Un léger sourire se dessina sur les lèvres du jeune homme, lisant parfaitement entre les lignes. Ne comprenant pas un mot sur deux de leurs messes basses, le capitaine sembla perdre patience, tapant frénétiquement du pied sur la neige, ses doigts pianotant sur le pommeau de son épée. Et au moment où il s’apprêtait à leur lancer son ultimatum, la voix de la jeune femme résonna dans toute la clairière, forte, intimidante.
-C’est terminé, Jörg, au nom de la Forteresse, et pour tout vos crimes, je vous conseille de vous rendre maintenant…
Bouche entrouverte, un peu pris au dépourvu, l’homme et ses acolytes se figèrent un instant, suffisant à le jeune femme pour faire de son doute une certitude.
-Je me demandais comment nous avions pu manquer une embuscade aussi grossière, mais tout s’explique… Jörg le Silencieux, et son pouvoir d’étouffer le moindre son… Une cellule vous attends ce soir, vous et votre bande !
Eivar et Nehla étaient cependant dans une mauvaise posture. Les pouvoirs de leurs adversaires étaient durs à contrer ou à esquiver, et elle ne pourrait pas prendre tous les coups, bien que ce soit son travail, elle tomberait bien trop vite pour laisser le temps à son compagnon de s’échapper ou de mettre hors d’état de nuire ceux qui pourraient rester. Il fallait être rapide, c’était la seule chance de s’en sortir à peu près vivant.

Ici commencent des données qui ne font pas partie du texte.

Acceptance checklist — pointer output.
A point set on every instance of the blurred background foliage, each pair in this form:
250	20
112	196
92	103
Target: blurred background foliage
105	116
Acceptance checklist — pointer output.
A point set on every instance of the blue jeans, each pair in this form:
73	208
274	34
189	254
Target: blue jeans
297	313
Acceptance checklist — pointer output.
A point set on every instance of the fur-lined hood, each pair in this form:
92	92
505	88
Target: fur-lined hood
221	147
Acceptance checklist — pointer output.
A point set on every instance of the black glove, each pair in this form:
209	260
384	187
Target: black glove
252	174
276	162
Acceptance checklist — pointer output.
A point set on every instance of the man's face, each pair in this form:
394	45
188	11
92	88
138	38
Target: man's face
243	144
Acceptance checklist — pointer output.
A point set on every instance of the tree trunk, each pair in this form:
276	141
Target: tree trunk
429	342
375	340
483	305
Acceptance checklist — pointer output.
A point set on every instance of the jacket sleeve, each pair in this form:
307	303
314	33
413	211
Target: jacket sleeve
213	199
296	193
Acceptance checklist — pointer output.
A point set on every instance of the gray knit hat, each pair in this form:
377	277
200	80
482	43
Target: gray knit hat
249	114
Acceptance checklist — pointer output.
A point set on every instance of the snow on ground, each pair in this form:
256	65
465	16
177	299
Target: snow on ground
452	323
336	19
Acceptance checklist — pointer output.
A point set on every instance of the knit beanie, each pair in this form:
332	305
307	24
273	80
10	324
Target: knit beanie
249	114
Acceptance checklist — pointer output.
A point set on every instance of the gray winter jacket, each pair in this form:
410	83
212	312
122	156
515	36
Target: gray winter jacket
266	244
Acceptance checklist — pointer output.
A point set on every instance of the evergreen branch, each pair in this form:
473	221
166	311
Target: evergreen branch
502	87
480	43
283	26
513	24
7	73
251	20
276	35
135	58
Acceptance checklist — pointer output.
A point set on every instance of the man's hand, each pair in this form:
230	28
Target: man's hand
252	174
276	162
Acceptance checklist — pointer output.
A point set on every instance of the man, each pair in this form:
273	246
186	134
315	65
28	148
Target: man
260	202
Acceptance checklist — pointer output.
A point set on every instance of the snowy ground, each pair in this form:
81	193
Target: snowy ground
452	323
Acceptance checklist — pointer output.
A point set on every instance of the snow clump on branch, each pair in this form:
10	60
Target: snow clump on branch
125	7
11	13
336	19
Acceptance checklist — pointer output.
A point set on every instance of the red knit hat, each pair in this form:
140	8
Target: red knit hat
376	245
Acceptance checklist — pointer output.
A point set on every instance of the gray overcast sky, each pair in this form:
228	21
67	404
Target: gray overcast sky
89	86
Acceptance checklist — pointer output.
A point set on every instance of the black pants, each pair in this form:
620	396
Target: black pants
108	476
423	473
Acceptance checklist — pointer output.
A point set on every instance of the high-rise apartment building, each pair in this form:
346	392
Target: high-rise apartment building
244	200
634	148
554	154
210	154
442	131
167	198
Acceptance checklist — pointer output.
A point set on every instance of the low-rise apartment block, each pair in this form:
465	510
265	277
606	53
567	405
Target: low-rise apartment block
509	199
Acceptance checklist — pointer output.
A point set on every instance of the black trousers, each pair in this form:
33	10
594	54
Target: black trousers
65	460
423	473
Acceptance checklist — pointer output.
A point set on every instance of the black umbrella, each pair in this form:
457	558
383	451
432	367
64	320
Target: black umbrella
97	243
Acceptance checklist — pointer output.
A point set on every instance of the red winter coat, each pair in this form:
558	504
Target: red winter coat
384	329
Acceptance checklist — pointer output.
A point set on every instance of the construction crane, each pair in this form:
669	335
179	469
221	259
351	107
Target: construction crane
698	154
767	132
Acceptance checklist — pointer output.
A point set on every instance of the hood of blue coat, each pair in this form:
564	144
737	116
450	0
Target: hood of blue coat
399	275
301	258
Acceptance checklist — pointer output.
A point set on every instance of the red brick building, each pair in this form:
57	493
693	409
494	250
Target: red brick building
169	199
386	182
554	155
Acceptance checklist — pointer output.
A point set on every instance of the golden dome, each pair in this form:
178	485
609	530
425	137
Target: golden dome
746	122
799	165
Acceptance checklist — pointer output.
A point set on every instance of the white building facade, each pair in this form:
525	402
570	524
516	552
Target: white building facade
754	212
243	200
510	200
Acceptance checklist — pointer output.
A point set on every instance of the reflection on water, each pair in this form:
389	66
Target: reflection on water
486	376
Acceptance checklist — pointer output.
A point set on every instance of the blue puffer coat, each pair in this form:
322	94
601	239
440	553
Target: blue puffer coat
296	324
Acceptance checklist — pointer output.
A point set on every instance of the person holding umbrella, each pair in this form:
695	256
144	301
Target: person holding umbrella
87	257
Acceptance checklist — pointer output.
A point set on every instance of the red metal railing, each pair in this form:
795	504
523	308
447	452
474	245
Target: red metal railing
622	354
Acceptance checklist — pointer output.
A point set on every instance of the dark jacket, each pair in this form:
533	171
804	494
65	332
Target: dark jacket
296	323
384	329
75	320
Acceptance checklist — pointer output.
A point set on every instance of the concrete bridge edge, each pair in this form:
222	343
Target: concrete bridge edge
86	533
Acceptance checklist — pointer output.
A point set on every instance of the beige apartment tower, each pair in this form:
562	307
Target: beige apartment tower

L’Adjudant pensa un instant au pouvoir de la chaîne qu’Eivar avait trouvé dans la grotte, mais il ne le maîtrisait sûrement pas encore assez pour s’en servir. Sa brume pourrait cependant être efficace, elle annulerait l’emprise de ce cher aristocrate, s’il ne pouvait attraper leurs regards, il ne pourrait pas prendre le contrôle de leurs esprits. Elle permettrait aussi de détecter les flèches invisibles de l’archère et donc de les esquiver. Le colosse était forcément pour elle, il avait le même travail que la soldate, encaisser les coups et les rendre, malheureusement pour Jörg, Nehla était sûrement bien plus tenace que son gorille.
Les trois autres posaient problème à cause de leur style de combat. Ils étaient tous les trois partisans du combat à distance, l’un avait la capacité de contrôler les objets et s’en donnait souvent à cœur joie pour faire danser une ribambelle de couteaux aiguisés qui transperçaient ses adversaires sans qu’il ne bouge le petit doigt. Le deuxième, un homme plus petit que Nehla maîtriser l’immobilisation, il contrôlait les ombres et pouvait forcer son adversaire à se tuer tout en restant à bonne distance. Et le dernier contrôlait quant à lui une sorte de pantin tout en métal qui se battait à sa place, il fallait donc d’abord détruire la marionnette avant de pouvoir le toucher.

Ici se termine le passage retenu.